Wednesday, February 3, 2016

Ironman 70.3 Buffalo Springs Lake

Drawing on Endurance Corner's collective years of experience and access to an extended network of some of the most knowledgeable racers, we wanted to provide our best recommendations for approaching some of the biggest races around the world.

Here, we profile Ironman Buffalo Springs Lake 70.3 in Lubbock, Texas.




Travel and Accommodations
Traveling to Lubbock, Texas, is always interesting. As I live outside Dallas, I usually drive, but Lubbock has a small, regional airport that is served by Southwest, United and American. The airport is very close to hotels and the race venue.

Two local hotels that I’ve used and recommend include the Holiday Inn Lubbock Park Plaza and the Hotel Towers Lubbock Civic Center.

There are plenty of food options throughout town and near enough to the race site.

Pre-Race Workouts
Buffalo Springs Lake is located just outside of the city of Lubbock. Pre-race, you can get into the park to do some workouts, although there is a charge to enter. I like to get there early in the day as late June in Texas is very hot. My recommendation is to do a short swim, bike and run and head back to the air conditioning for the rest of the day.

Weather
This race is hot and usually windy. The race starts out in low 80s and can warm up to above 100 on the run. Hydration and pacing are key to a successful race. Those that start the bike hard usually pay for it in the back half of the run.

Race Morning
Get to the race site early as there tends to almost always be a delay in parking and the traffic backs up. The last thing you want is to be rushed in transition, so get there early and chill out in your car for a bit before heading to transition.

Swim
The 1.2-mile swim is in a lake with a rectangular course run counter clockwise. Race entry is at a beach area and the exit is on a cement boat dock area within 20 yards of the transition area.

I personally think this race should never be wetsuit legal, but it is. If you are someone who overheats easily you might think about going with a speed suit, or at the very least a sleeveless wetsuit. A wetsuit is always faster, but you have to consider whether the time savings are worth potentially overheating.

T1
The run from the swim to transition is not long and well marked. They usually have wetsuit strippers on hand. The first climb (on the bike) starts within 20 yards out of the mount line. If you are not confident in getting into your shoes while they are on your bike, then you might consider taking the extra time to put your shoes on in T1.

Bike
There are seven challenging hills ranging from 2-12% grade. The first one is as soon as you exit transition; climbing out of the canyon where the swim takes place. Once you exit the park there are some flat and fast sections along the Farm-to-market roads. As you get to Ransom Canyon you will encounter a series of pretty steep climbs. The good news is they are only about 800 meters long. From there, you descend down a canyon, proceed straight and then climb up and out. The turnaround is about 3 miles once you are out of the canyon. On your way back, instead of going straight you hang a right and climb up and out of the canyon again. The second turnaround isn't far from the top of the climb. Be careful descending -- even if the roads are not wet, they can still be slick from melted pavement (yes, it is that hot). After this, you are on your way home. The wind can be a factor on race day. Over the seven times I’ve raced the event, I’ve encountered the wind from all different directions. Make sure to be cautious as you head back to transition as it finishes with a steep descent.

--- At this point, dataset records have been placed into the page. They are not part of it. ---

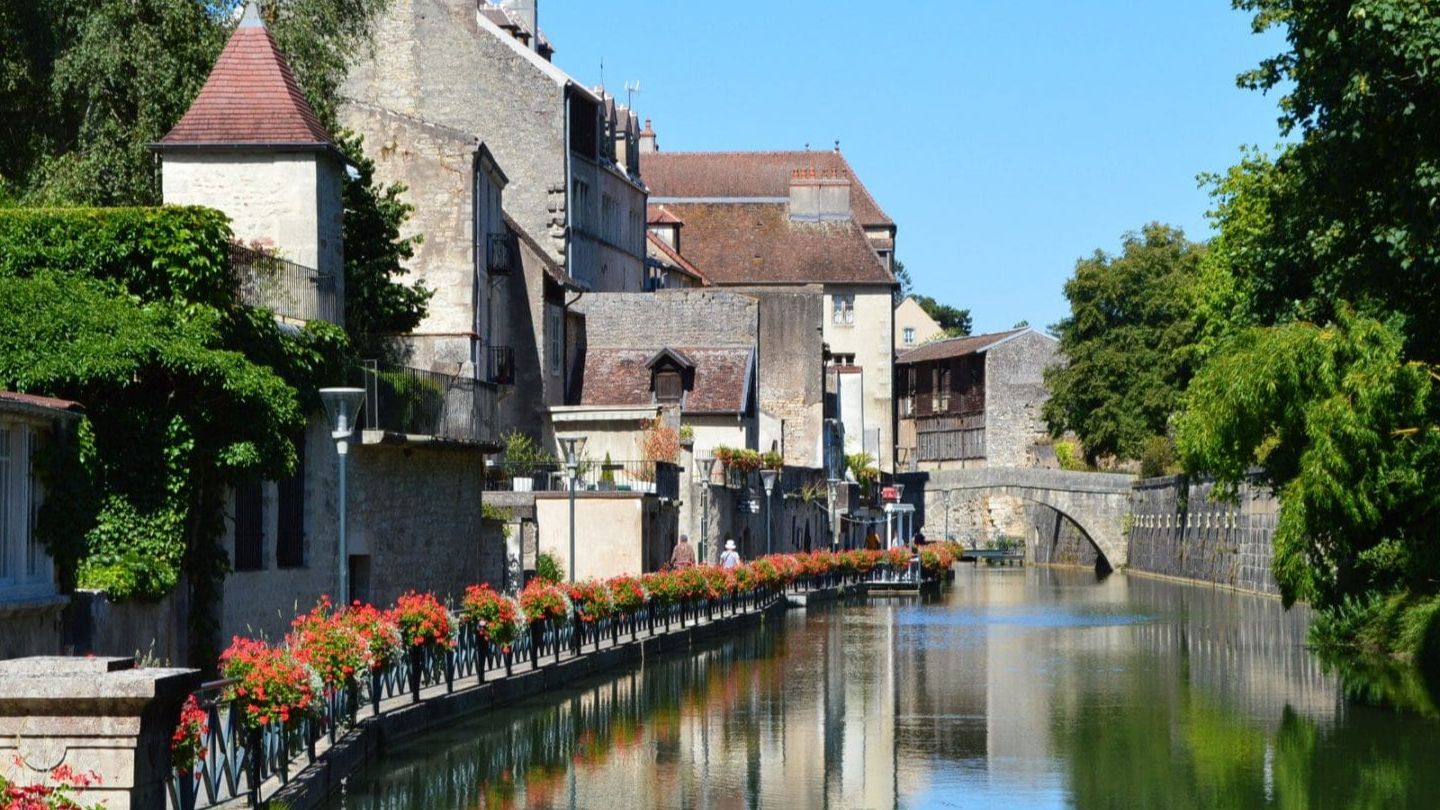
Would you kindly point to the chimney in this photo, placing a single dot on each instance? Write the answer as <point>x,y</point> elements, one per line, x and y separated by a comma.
<point>524,13</point>
<point>647,140</point>
<point>820,195</point>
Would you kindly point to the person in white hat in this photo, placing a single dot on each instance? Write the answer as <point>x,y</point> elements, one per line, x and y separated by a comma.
<point>729,558</point>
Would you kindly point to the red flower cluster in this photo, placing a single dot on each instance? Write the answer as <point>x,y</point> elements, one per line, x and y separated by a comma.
<point>422,620</point>
<point>543,600</point>
<point>274,683</point>
<point>187,741</point>
<point>59,796</point>
<point>592,600</point>
<point>331,643</point>
<point>627,593</point>
<point>496,617</point>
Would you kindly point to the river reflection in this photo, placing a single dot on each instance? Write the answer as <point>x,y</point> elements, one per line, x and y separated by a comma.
<point>1030,688</point>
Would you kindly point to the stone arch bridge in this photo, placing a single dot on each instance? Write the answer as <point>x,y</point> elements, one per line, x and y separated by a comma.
<point>1095,502</point>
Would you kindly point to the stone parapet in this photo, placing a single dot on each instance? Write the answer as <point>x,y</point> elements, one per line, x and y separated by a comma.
<point>92,714</point>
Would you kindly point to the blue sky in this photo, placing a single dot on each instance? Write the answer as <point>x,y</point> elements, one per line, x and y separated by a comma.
<point>1007,139</point>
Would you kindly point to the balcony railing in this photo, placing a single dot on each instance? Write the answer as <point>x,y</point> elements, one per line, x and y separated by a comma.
<point>501,254</point>
<point>500,365</point>
<point>406,401</point>
<point>651,477</point>
<point>284,287</point>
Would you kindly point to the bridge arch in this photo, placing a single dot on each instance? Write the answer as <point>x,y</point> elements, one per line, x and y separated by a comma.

Aids stations are every 10 miles on the bike.

Run
The course begins with three miles of undulating terrain in the base of the canyon until you hit the first climb. The run has three challenging hills, ranging from 6.4% to 7.6% grade (these are not the same hills as found on the bike course). The hills are approximately 300 to 880 yards in length. The first climb is roughly 8% and 400 yards out of the canyon. The course then flattens out as you exit the park. From there, the course turns left and descends. After that descent is the second climb, which is longer, but not as steep. Once you reach the top you hit "the energy lab 2" which is a flat out and back and probably the hottest part of the course. As you come back the course hangs a left and descends around mile 9. After one final climb, the course turns right and you descend back into the canyon. At the bottom of a steep hill, you will find yourself with the final 5K along the base of the canyon. If you can manage to keep something in the tank for this final 5K, you will find yourself moving up in the field.

The run course features well-stocked aid stations every mile.

Post-Race
Lubbock might be a bit removed, but it is still in Texas. As such, you should expect to find great Mexican food and BBQ joints throughout the city.


Coach Ron has raced Buffalo Springs Lake seven times over the years.

Ron Tribendis, D.C., is a member of the Endurance Corner coaching network. He has been competing in triathlons for 10 years, qualifying for Kona and the 70.3 World Championships. He has also coached multiple athletes to Kona and Clearwater. He currently lives in Frisco, TX, where he operates a sports medicine chiropractic clinic, Performance Chiropractic and Sports Medicine. He is a USAT Level 1 coach and active release (ART) full body certified.